Local first responders and Alexander City School officials will engage in an active shooter scenario for two hours Monday morning at Benjamin Russell.

The exercise is scheduled to start at 9 a.m. and is designed to simulate an active shooter in the school as realistically as possible for training purposes, according to Tallapoosa County Emergency Management Agency director Jason Moran, who said planning for the drill began in October.

Emergency vehicles will not only swarm the area around Benjamin Russell but also transport 12 victims to Russell Medical, Alexander City Fire Department Capt. Jeff Brewer said.

“Members of the public are asked to keep in mind a drill will be taking place that day and not to become alarmed if you see a large number of police and fire vehicles, as well as ambulances and other emergency response vehicles,” Alexander City Schools spokesperson Jessica Sanford said. “The same is true if you see emergency vehicles traveling on local streets to Russell Medical, which is part of the drill.”

A similar exercise was held in late May in Dadeville. In that drill, a man assaulted an employee at Dadeville Healthcare in an apparent domestic situation, left for the elementary school to pick up his child and, when confronted in the lunchroom, shot and killed two students and injured seven more. Realizing his child had been struck, the man went to Lake Martin Community Hospital and encountered officers there.

Sanford said an estimated 125 to 150 people will participate in the BRHS drill — some will wear makeup and play the role of injured victims and others will be fleeing the high school building.

Moran said an emphasis will be placed on treating victims at the scene.

“For years we have practiced a response to an event,” he said. “This year not only are we going to do that but also (practice) the scene prior to the hospital setting. We’ll be treating victims at the school. In a real-world event, a lot of people don’t make it due to the loss of blood. If we can get a teacher or student to start initial care to stop the bleeding, it would decrease the loss of life. I’m sure there will be things we’ll feel the need to improve on but there will be a lot of things done right also.”
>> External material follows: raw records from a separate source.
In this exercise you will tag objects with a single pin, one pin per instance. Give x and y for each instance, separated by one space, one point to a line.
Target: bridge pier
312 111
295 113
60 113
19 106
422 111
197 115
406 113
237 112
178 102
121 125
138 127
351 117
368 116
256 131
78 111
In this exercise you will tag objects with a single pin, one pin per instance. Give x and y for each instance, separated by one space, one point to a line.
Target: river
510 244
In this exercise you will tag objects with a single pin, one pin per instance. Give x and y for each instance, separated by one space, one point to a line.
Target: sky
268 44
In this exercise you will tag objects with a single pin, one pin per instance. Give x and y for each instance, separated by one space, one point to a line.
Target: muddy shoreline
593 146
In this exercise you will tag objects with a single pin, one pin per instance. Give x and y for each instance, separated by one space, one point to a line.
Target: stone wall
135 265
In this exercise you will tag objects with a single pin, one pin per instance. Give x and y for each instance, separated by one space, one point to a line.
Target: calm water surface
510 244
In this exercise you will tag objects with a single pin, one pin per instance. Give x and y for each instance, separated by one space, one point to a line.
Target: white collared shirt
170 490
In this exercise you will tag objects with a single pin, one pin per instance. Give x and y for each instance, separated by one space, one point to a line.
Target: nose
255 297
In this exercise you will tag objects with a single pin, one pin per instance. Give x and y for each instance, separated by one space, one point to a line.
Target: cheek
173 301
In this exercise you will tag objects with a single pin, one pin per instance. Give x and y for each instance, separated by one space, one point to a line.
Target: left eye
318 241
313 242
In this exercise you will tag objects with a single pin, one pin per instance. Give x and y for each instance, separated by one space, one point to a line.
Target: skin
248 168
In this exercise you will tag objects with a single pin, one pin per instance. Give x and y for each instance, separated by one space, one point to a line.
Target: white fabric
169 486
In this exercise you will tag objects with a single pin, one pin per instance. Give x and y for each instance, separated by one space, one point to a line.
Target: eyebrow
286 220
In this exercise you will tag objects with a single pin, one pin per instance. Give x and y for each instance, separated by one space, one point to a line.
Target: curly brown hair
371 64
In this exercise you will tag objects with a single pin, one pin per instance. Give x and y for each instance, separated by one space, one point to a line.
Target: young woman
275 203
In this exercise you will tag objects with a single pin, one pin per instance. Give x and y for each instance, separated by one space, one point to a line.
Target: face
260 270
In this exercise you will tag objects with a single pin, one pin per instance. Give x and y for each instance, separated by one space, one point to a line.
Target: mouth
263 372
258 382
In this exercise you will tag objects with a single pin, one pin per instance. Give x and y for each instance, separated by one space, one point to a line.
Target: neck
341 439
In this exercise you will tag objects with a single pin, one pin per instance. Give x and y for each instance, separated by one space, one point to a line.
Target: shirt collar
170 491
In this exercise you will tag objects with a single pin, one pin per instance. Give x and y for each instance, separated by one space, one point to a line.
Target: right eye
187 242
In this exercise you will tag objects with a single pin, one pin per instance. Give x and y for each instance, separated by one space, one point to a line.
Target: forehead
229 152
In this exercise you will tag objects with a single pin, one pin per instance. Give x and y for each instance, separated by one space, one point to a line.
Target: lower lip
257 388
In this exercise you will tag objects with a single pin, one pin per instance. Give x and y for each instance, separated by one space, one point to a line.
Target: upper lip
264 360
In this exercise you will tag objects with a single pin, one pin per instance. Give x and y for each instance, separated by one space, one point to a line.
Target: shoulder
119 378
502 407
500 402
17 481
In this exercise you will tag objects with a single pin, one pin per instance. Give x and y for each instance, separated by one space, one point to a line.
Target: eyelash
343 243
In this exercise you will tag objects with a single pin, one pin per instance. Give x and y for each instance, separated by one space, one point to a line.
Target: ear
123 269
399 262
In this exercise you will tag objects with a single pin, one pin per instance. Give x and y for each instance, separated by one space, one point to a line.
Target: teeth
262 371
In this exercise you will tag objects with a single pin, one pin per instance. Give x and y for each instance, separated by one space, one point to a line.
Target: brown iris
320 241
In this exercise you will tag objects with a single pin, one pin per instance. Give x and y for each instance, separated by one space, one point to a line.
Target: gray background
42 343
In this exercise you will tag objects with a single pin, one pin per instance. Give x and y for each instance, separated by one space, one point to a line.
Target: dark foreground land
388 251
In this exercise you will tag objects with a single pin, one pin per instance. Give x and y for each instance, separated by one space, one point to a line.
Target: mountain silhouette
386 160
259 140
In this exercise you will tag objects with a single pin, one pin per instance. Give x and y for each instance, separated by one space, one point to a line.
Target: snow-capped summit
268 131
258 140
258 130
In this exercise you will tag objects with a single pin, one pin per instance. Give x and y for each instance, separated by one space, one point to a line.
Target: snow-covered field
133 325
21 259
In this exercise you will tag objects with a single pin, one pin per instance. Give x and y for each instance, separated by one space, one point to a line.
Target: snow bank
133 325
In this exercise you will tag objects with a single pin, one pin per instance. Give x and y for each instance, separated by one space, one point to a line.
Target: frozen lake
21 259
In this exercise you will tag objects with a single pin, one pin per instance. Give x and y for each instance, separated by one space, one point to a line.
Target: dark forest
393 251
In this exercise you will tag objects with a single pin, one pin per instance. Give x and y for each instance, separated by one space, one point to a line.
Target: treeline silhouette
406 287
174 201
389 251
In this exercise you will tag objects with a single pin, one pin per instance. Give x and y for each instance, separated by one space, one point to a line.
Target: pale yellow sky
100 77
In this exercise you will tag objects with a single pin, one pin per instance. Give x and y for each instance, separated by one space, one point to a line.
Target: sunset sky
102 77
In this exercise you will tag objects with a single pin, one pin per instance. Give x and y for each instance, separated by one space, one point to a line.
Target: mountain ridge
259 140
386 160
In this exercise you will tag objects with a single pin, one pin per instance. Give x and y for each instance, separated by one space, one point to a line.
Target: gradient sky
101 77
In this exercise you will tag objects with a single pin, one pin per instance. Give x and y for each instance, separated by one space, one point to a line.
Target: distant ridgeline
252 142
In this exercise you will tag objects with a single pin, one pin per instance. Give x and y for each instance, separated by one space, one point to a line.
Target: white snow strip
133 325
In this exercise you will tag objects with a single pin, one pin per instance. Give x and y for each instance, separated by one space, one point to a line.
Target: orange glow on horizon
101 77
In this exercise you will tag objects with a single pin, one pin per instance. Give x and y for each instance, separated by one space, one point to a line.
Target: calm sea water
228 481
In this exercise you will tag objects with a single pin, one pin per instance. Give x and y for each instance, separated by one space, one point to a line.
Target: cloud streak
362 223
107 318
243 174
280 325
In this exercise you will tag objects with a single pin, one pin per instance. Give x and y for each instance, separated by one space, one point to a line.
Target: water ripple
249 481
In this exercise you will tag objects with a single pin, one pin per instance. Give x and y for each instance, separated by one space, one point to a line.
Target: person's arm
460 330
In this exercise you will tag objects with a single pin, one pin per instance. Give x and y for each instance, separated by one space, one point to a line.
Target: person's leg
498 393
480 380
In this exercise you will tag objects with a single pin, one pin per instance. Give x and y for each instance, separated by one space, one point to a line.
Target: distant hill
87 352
Participating agencies include the Alexander City Police and Fire departments, Alexander City Schools, the Alexander City Rescue Squad, the Tallapoosa County Sheriff’s Office, the Tallapoosa County Emergency Management Agency, Russell Medical, the Red Cross and the Alabama Department of Public Health.

“The Alexander City Police Department will take the lead,” Moran said. “But in a live incident, first responders from all counties touching us and further would also be involved.”